Tips When Organizing Your Ruby Code
Ruby is an object-oriented programming (OOP) language. Everything in Ruby is an object that contains some data and some code that gives the object behavior. You can think of objects as the nouns of a sentence; think of the behavior, called methods, as the object’s verbs. When creating your own objects, there are some good general practices to keep in mind.
Do one thing well
When you’re planning your program, think about all the objects that are needed and how they might interact. For instance, if you’re making a card game, you might have individual playing cards, a deck that holds cards, a game itself that knows the rules of the game, and players who play the game.
It’s tempting to roll all your code into a single, large piece of code, but when you get to a certain size, that approach is really hard to change, fix, or reuse in other projects.
Instead, keep your objects focused on doing one job.
Keep it simple
In Ruby, you define the data and behavior of your objects in a class. A class is kind of like a template from which you can make one or more objects. The class contains the code that created behaviors, called methods. The class also may contain the data that is needed for the object to operate, such as the face value of a playing card.
When you write your code for a class, it’s far better to write small methods than larger ones. Each small method can be used in combination with others to create more complicated behavior.
By keeping the methods smaller, it’s easier to test each method in isolation. When tracking down bugs, it’s often easier to sort through fewer lines of code.
Another way to keep your code simple is to make good use of built-in Ruby objects and their methods. Ruby has a very rich set of built-in capabilities. You’ll save time using these methods.
Hide your data
One way that objects start to become difficult to reuse or debug is when the objects “share too much information.” If your object has a lot of data, but it’s all exposed to the outside, it’s hard to change the way you work with that data without breaking other objects that are dependent on it.
Ruby provides a number of ways to hide your object’s data. You can write your own methods that provide “getters” and “settings” to manipulate the data. You can also use Ruby’s attr_accessor methods, which create getter and setter code for you.

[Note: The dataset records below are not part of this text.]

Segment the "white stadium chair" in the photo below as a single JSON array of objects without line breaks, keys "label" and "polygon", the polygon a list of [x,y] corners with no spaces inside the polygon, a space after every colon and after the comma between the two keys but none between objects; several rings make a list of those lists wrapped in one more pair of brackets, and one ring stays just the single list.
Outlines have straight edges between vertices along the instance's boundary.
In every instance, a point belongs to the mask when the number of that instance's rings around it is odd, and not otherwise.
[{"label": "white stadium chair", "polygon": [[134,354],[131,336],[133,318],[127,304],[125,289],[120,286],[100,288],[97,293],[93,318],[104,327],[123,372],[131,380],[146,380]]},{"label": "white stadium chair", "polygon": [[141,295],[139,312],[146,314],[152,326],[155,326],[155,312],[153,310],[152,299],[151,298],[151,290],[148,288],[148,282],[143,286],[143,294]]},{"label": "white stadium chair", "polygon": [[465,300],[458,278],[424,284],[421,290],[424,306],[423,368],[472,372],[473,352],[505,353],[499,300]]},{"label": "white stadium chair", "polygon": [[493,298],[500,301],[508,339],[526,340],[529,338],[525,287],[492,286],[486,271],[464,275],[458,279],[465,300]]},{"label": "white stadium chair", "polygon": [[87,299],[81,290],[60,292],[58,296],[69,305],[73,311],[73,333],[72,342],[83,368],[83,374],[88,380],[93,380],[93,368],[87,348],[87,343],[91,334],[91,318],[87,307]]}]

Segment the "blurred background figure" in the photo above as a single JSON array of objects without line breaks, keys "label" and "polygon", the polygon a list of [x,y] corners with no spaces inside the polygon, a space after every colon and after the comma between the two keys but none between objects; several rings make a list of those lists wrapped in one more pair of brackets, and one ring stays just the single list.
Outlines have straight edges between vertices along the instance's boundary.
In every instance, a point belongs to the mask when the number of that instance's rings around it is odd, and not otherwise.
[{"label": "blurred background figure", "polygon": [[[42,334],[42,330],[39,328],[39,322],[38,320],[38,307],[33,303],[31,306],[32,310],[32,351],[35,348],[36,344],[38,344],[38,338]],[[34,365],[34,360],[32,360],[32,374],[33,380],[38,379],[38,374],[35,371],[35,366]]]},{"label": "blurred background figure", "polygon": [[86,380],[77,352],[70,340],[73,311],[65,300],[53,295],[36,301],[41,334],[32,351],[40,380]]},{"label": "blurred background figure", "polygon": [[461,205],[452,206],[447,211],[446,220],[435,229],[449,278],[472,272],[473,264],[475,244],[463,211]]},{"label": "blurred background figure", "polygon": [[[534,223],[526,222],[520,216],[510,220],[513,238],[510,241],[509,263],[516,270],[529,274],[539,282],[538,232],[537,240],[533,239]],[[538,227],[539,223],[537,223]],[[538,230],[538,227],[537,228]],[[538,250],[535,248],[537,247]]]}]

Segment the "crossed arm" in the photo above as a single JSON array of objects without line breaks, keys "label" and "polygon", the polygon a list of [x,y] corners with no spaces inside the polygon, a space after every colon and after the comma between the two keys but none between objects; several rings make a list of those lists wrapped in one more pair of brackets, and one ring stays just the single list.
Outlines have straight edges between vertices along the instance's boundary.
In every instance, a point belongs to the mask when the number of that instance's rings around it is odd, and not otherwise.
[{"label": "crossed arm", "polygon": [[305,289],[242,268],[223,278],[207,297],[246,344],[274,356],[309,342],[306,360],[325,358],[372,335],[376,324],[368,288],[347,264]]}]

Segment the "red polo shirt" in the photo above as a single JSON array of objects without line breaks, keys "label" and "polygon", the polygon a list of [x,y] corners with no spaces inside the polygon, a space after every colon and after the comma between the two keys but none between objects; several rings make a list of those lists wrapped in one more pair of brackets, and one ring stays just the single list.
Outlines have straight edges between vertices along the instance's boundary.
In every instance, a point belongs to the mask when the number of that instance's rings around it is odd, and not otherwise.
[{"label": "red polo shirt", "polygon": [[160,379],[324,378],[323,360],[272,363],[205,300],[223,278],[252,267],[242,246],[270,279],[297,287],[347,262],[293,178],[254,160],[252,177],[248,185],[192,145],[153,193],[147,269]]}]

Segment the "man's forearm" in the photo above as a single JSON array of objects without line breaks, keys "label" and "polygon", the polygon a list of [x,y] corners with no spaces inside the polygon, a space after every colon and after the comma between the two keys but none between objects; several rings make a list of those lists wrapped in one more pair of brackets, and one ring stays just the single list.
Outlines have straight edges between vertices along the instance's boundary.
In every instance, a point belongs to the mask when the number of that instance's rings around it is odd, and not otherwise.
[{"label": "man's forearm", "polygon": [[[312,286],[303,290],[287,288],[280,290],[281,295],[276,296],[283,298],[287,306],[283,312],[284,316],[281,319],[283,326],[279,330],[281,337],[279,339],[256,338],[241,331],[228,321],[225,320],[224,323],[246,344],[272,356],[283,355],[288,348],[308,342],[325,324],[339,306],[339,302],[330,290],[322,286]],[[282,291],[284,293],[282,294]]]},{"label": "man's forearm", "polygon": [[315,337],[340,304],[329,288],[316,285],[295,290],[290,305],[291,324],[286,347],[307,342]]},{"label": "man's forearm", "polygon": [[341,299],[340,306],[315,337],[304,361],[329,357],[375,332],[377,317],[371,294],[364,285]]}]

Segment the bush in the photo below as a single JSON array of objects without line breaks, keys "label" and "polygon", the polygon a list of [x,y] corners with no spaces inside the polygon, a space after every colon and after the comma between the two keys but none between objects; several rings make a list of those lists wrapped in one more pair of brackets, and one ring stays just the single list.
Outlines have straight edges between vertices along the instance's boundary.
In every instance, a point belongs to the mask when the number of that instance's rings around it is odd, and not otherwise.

Both techniques give you a layer between the outside world and your object’s code and data. If you then need to make a change, you can alter your objects’ implementations while maintaining their interfaces so other programmers who use your code don’t have to change their own.
Follow Ruby conventions
Ruby has a number of naming conventions that are expected when writing Ruby code. If you follow these standard techniques, you make your code much easier to understand by other programmers.
You should always try to put just one class in a file, name a class starting with a capital letter, and use capital letters between multiple work names (CardGame). Files that hold your class are named in all lowercase using “snake case” (card_game.rb). Ruby itself expects this.
Constants are usually all UPPER_SNAKE_CASE, and local and instance variables, as well as method names are all @lower_snake_case (without the @ for local variables and method names).
Ruby doesn’t require all the extra symbols that some other languages do, so you’ll notice a lack of different kinds of parentheses, semicolons, and other unnecessary punctuation. Although you can use them if you want, don’t use them if they don’t add to the understandability of your code.
However, and this is a big one, if you end up working in someone else’s code, follow her conventions first and foremost.
Ruby’s approach is a recommendation, not always a requirement. Do what you’re comfortable with, and enjoy writing your code!